Victoria ríe, parece nerviosa. Es la primera vez que la ve nerviosa. Le da la impresión de que hace un esfuerzo por hablar.
—¿Has oído el aviso?
—¿El aviso?
—Han dicho que seamos prudentes en nuestras salidas de la colonia. Vuelve a hablarse de secuestros.
—Quieren que tengamos miedo, querida Victoria.
—Quizá es algo más. Van a poner a más gente armada rodeando las tapias.

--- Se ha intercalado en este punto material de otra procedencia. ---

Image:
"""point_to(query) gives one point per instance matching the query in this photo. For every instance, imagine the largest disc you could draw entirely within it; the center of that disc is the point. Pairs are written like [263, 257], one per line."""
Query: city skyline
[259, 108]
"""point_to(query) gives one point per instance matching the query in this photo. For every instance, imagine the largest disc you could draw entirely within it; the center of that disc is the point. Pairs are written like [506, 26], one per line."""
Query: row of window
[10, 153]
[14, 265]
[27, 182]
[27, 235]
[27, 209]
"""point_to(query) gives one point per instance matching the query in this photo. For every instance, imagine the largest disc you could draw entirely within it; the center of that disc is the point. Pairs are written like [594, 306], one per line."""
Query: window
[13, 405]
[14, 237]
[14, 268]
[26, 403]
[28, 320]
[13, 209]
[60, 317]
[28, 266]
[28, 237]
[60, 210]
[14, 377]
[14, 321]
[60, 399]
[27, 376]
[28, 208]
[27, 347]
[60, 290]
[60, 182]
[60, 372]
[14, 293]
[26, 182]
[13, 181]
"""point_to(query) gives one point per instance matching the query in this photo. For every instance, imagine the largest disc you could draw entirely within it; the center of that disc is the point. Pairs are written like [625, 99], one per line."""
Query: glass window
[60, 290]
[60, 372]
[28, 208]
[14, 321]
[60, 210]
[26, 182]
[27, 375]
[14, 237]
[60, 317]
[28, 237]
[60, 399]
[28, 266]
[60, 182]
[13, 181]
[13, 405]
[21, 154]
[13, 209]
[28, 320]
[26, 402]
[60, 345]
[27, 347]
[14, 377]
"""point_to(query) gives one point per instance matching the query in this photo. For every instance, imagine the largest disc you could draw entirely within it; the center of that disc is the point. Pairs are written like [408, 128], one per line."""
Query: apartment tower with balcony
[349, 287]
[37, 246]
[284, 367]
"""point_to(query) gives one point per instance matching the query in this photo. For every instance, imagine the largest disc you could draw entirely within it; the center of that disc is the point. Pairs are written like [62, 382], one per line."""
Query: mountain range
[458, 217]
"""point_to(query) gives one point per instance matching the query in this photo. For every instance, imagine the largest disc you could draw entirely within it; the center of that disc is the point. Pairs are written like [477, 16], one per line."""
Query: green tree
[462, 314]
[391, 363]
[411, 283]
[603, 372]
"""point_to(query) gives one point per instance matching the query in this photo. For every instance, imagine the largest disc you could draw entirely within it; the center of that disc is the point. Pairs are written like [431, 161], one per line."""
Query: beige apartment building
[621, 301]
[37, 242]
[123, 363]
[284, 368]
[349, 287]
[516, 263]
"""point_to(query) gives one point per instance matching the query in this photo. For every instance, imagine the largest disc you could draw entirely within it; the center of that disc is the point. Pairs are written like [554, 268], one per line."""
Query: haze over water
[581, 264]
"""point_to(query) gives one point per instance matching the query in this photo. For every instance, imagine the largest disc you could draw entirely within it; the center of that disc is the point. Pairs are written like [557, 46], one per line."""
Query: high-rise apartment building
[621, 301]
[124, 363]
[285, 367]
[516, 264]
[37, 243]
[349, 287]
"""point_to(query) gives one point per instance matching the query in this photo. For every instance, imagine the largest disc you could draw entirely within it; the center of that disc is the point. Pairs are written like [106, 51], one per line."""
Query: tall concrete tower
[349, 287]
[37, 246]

—Tonterías, la delincuencia organizada no tiene presencia aquí, y el comandante Marcos hace tiempo que decidió dedicarse a hacer anuncios publicitarios. En cualquier caso, no me importaría que nos secuestraran a todos. Por ejemplo durante esa horrible comida de Navidad que debemos compartir. ¿Te imaginas?, una partida de gachupines cazados en su salsa. Genial: «Confiscamos este pavo relleno en nombre de la Revolución.»
—¡No me hables de esa comida! Manuela ha propuesto que cada una de nosotras prepare un plato típico de su región.
—¡Qué encantador! A esa mujer cualquier día la nombrarán embajadora de las Naciones Unidas.
—¡Eres perversa!, pero te aseguro que Manuela monta tantas actividades sólo para que nos encontremos mejor aquí; aunque, claro, a veces su buena voluntad te supone un compromiso. Porque yo soy una cocinera más que mediocre.
—Tranquila, yo cocinaré por las dos. Haré un buen pastel de hachís.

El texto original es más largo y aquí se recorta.